News  

Kejagung Tetapkan 3 Eks Pimpinan BGN sebagai Tersangka Kasus Korupsi MBG

Kejagung Tetapkan 3 Eks Pimpinan BGN sebagai Tersangka Kasus Korupsi MBG. Foto: Kejaksaan Agung
banner 120x600

Dugaan Mark Up Pengadaan Barang dan Jasa

Selain persoalan mitra program, penyidik juga menemukan dugaan penyimpangan dalam pengadaan barang dan jasa di lingkungan Badan Gizi Nasional.

DH, SS, dan LP diduga melakukan intervensi terhadap Pejabat Pembuat Komitmen (PPK) dalam penyusunan Kerangka Acuan Kerja (KAK). Akibatnya, sejumlah pengadaan disebut tidak sesuai kebutuhan riil di lapangan dan diduga terjadi penggelembungan harga atau mark up.

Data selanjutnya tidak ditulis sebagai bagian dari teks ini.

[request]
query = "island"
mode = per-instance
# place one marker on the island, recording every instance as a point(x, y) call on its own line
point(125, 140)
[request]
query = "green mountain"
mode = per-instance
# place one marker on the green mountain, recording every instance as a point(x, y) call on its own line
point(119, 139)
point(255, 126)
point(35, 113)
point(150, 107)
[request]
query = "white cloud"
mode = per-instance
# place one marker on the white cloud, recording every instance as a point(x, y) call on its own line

Beberapa pengadaan yang menjadi sorotan penyidik antara lain:

  • Pengadaan 21.801 unit motor listrik dengan nilai lebih dari Rp1,03 triliun yang diduga melibatkan vendor yang tidak memenuhi persyaratan.
  • Pengadaan 32.000 pasang sepatu yang diduga tidak sesuai ketentuan dan mengandung mark up.
  • Pengadaan 31.994 unit tablet yang juga diduga tidak sesuai spesifikasi dan mengalami penggelembungan harga.
  • Pengadaan 5.400 unit televisi berukuran 75 inci yang disebut tidak sesuai ketentuan serta diduga mengalami mark up.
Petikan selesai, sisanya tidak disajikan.